22/11/2024
«La Fille de Marseille» de Maria Attanasio : viva Rosalia, par Frédérique Roussel
Maria Attanasio remet en scène une héroïne garibaldienne reniée par son mari arrivé au pouvoir et effacée de l’histoire italienne.
Un jour de désœuvrement de 2010, Maria Attanasio découvre une information datant de 2007. Un article d’une revue en ligne relatait la cérémonie de la pose d’une plaque sur le mur d’un palais florentin pour le bicentenaire de la naissance de Garibaldi. La plaque était dédiée à la garibaldienne de Calatafimi, « Rose Montmasson, débarquée avec les Mille à Marsala ». « Une information inouïe » pour l’écrivaine et poète sicilienne. Si elle savait que des femmes avaient participé au Risorgimento (l’unité italienne) et rejoint l’équipée après son débarquement à Marsala, elle ignorait que l’une d’entre elles avait participé à l’expédition des Mille elle-même. En mai 1860, ce corps composé d’un peu plus de mille volontaires et mené par Garibaldi avait débarqué en Sicile pour détrôner les Bourbons.
Repousser un scandale de bigamie
Quid de cette Rose, ou plutôt Rosalia comme Maria Attanasio le découvrira plus tard ? D’elle, il n’y avait aucune trace dans les livres d’histoire, « un inexplicable silence sur l’héroïne des Mille, comme elle fut appelée par ses contemporains ». De quoi donner envie de retracer sa vie dans un roman, en collectant les rares éléments sur elle et « de schématiques détails existentiels », mais suffisants pour dérouler un fil chronologique épique. Le parcours de Rosalia Montmasson (1823-1904) contient de nombreux ingrédients irrésistibles pour une bonne histoire : une passion amoureuse mêlée d’un idéal politique, une vision commune de la lutte qui diverge au fil du temps, la trahison de l’homme arrivé au sommet du gouvernement et qui en vient à renier la République et son mariage pour repousser un scandale de bigamie.
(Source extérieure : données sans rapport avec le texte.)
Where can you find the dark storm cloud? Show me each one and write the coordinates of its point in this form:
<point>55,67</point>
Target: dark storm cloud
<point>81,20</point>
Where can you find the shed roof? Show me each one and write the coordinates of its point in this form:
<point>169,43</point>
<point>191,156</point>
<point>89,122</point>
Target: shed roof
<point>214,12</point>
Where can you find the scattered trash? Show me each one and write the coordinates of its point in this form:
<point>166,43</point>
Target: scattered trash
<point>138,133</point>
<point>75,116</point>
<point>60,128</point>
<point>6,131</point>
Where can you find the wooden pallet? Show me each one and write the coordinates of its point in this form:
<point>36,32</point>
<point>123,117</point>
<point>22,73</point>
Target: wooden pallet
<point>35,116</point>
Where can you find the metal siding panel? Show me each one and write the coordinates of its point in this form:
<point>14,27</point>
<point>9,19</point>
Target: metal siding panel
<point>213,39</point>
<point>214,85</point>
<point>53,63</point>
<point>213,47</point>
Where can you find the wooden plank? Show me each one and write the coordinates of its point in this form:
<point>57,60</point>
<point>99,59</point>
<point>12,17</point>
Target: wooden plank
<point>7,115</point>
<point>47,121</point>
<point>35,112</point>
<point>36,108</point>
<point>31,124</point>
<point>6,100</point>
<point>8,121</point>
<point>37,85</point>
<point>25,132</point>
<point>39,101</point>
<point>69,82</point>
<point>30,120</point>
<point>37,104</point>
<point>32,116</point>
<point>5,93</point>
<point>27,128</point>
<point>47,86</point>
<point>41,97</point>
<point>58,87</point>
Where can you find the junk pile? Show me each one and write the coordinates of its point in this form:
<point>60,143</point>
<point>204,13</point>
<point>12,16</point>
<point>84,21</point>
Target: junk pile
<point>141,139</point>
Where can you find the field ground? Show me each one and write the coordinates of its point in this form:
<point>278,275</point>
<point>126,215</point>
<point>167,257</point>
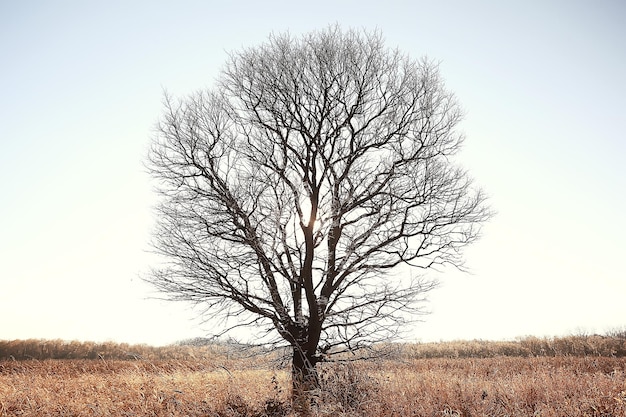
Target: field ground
<point>498,386</point>
<point>573,376</point>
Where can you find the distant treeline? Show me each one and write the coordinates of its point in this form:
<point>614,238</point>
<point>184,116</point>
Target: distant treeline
<point>610,345</point>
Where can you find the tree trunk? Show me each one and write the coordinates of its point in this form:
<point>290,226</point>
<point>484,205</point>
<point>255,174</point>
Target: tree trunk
<point>304,380</point>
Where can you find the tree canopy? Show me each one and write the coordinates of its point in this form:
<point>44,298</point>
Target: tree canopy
<point>308,192</point>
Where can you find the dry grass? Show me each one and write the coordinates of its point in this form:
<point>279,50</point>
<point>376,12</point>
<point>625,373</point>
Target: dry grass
<point>499,386</point>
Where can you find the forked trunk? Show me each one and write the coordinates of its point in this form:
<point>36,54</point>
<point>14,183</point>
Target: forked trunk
<point>304,380</point>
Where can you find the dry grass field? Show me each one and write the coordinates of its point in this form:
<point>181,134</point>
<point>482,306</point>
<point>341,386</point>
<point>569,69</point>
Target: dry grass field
<point>222,384</point>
La Fille de Marseille démarre par la rencontre entre ces deux-là, Rosalia et Francesco Crespi, entrevus à Marseille (d’où le titre) puis qui se tombent dans les bras à Turin. Figure majeure de la brève prise de Palerme de 1848 réprimée par Ferdinand II, il est en fuite. Elle, de milieu modeste, ne demande qu’à se dévouer pour une cause. Le couple accueille les Siciliens du comité révolutionnaire en exil, avant que l’arrestation de Francesco ne les amène à Malte pour un an et demi d’exil où ils se marient avec la bénédiction d’un prêtre « vagabond et insomniaque ». Contre Francesco qui pense qu’une femme ne doit pas faire partie des Mille, elle va demander l’autorisation au général lui-même. « Peut-être la femme revendiqua-t-elle son passé de conspiratrice […]. Ou bien, lui répéta-t-elle avec force, que la liberté n’était pas privilège d’homme mais audace du cœur qui dit non à l’aveugle servitude de l’obéissance. Et que les femmes étaient prêtes pour le grand moment. » L’exercice du pouvoir par Francesco Crespi aura un goût amer. Rosalia Montmasson ne reniera rien, jusqu’à réclamer d’être enterrée avec la chemise rouge de garibaldienne.